Bahkan, lanjut dia, jika surat pengajuan pemeriksaan tidak sampai ke meja Presiden pun dalam jangka waktu dua bulan pemeriksaan pejabat daerah telah bisa dilakukan sementara untuk anggota parlemen selama satu bulan.
Dalam dialog tersebut sejumlah penggiat antikorupsi menyampaikan bahwa Pasal 36 UU No.12/2008 tentang Pemerintahan Daerah mengenai perlunya izin presiden untuk pemeriksaan pemerintah daerah yang terindikasi korupsi sebagai kontraproduktif dengan upaya pemberantasan korupsi.
Dalam dialog yang berlangsung tertutup dari liputan media itu Presiden mendengarkan paparan dan memberikan tanggapan kepada aktivis anti korupsi. Dialog itu dihadiri 40 orang penggiat antikorupsi yang mewakili 36 lembaga swadaya masyarakat antikorupsi. Sekitar 25 orang berasal dari Jakarta dan sisanya berasal dari sejumlah daerah antara lain Papua, Semarang, Kupang dan Mataram.
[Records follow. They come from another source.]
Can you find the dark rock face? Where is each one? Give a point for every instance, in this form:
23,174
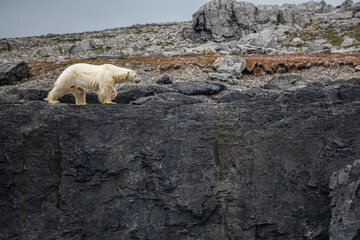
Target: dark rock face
345,186
13,72
254,167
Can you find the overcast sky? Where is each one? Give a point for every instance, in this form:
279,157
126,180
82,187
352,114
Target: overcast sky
20,18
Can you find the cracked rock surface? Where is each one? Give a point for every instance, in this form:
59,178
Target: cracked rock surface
256,166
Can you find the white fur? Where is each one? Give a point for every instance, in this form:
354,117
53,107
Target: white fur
82,77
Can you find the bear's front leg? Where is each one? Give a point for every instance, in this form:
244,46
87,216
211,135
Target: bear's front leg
113,94
80,95
105,94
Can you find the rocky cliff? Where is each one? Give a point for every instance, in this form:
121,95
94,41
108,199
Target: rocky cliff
188,161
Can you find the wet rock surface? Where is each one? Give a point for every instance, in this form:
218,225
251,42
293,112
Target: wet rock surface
252,164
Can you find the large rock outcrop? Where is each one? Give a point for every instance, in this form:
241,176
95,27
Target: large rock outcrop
175,164
222,20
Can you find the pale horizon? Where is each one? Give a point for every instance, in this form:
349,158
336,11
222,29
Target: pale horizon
24,18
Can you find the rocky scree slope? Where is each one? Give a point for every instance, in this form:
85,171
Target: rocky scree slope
189,161
223,26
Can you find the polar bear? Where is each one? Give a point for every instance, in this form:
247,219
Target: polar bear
82,77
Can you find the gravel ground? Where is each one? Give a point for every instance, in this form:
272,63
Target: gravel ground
188,72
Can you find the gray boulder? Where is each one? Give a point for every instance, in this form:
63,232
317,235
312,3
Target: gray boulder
345,203
228,19
297,41
233,65
263,39
317,48
16,43
346,5
80,47
348,42
13,72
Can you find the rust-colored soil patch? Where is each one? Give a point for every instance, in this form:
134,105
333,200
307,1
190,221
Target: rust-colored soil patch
256,64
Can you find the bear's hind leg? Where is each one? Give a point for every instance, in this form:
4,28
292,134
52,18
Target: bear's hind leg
80,95
55,94
105,95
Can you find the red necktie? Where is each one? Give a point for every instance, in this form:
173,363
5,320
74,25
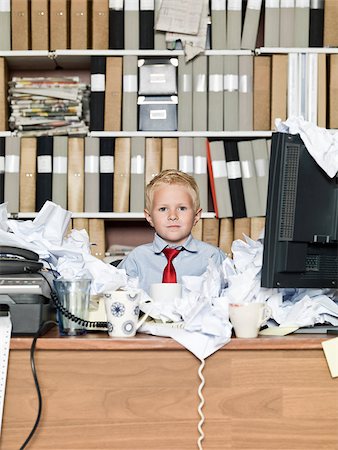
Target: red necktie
169,273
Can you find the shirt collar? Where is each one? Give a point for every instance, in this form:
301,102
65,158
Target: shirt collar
159,244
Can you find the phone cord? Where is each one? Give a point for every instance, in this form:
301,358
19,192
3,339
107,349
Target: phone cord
85,323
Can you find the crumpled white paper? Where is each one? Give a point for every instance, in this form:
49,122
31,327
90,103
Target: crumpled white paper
321,143
70,256
200,319
290,307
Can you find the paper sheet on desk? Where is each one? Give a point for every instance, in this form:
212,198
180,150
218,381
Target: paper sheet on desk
69,256
199,344
330,348
5,336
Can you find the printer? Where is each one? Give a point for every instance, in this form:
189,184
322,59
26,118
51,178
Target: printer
28,304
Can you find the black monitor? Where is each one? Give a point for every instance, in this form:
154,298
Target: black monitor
301,232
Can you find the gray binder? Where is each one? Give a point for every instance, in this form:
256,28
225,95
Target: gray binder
251,22
184,94
5,25
260,153
271,23
249,179
199,98
137,174
12,173
186,155
129,95
231,96
131,25
245,107
302,23
215,94
92,175
200,170
159,38
218,24
59,175
286,24
220,177
234,24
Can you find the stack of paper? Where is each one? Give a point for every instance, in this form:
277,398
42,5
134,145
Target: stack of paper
48,106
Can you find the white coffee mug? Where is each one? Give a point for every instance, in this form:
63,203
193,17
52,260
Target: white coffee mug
162,292
123,310
247,318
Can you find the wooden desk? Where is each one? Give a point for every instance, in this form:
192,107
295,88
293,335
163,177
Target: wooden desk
141,394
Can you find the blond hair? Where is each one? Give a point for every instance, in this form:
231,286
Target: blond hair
172,176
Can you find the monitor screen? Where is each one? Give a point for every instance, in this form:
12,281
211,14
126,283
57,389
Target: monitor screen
301,232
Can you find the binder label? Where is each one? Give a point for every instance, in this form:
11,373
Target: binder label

Mereka yang memberi paparan adalah Sekretaris Jenderal Tranparansi Internasional Indonesia (TII) Teten Masduki, Program Manager Pusat Telaah dan Informasi Regional (Pattiro) Maryati, dan perwakilan Pokja 30 Samarinda Carolus Tuah.
Hadir dalam dialog tersebut beberapa menteri Kabinet Indonesia Bersatu II antara lain Menko Polhukam Djoko Suyanto, Menteri Hukum dan HAM Amir Syamsuddin, Menteri Sekretaris Negara Sudi Silalahi, Menteri Pendayagunaan Aparatur Negara dan Reformasi Birokrasi Azwar Abubakar, Kapolri Jenderal Polisi Timur Pradopo, dan Jaksa Agung Basrief Arief.